On Friday I met with another member of WetCanvas and a very active printmaker, Amie Roman: Burnishings. Three hours went by in the blink of an eye while we sat and drank tea, surrounded by her artwork and her husband's beautiful hand-crafted furniture, and while we, to quote Charles Aznavour: "emptied out our hearts, on every subject from the arts, to liberation..."
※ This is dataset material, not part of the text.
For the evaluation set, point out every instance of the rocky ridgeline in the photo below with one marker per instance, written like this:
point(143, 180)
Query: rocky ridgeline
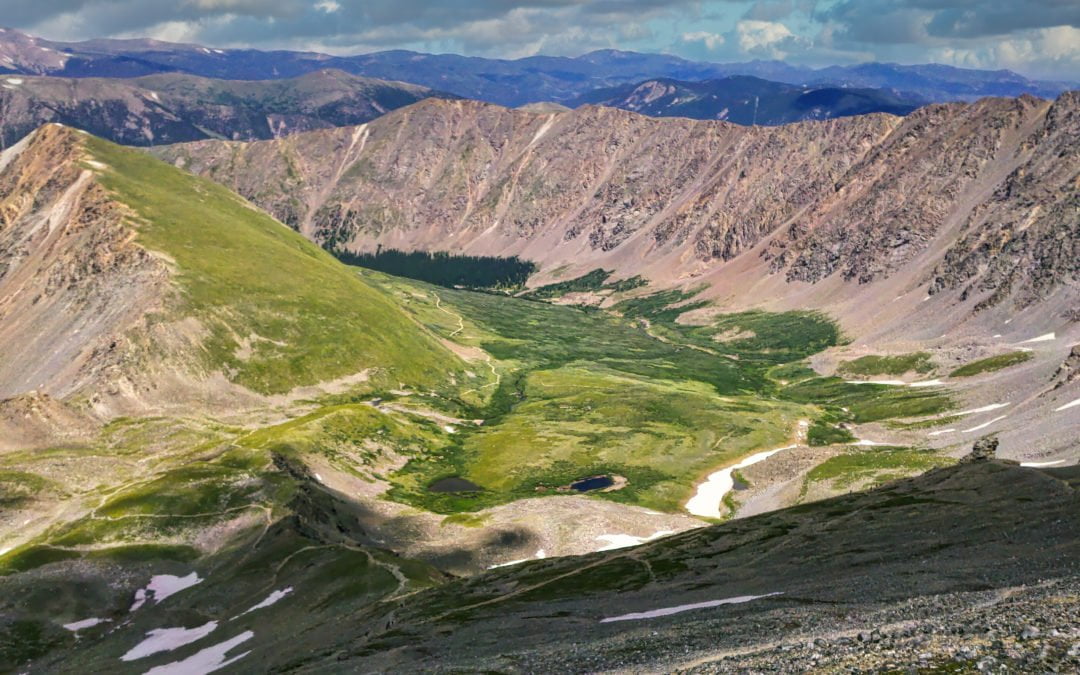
point(1021, 630)
point(990, 185)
What a rush to have a chance to see, and admire, her work and to show her some of my own. I'm so used to making my prints in isolation, my only contact with other printmakers being on-line through WetCanvas, that it was really inspiring to compare notes with someone live and to actually get some positive feedback on my work. And I even walked away with a door prize, a small print she gave me for R after I told her how much he likes crows.
Amie's style is different from mine and her work is more realistic, yet it's definitely not static. Her prints have a vibrancy and immediacy that really appeals to me:




Very cool. I was going to mat it right away but then got a bit lazy. Instead, R and I went to Granville Island, looking for a birthday present for N. A good weekend all in all.

March 02, 2008

Firebird: Slow Ride


Slow going this time around. First, because I've had almost zero time this weekend to work on the block, and second because doing the key block is turning out to be a real bitch. I've tried using a traditional Japanese knife and all of my 3 V-gouges with equally poor results. Little bits of the block were chipping out in the wrong places. I finally flipped the block over, one of the pluses of working with wood, retraced my design, and began again with an X-acto knife. So far so good for now but really time consuming and not for tired eyes, which mine seem to have been these last few days.
On the bright side, at least it'll give time for the new all-shina blocks I ordered last week to arrive.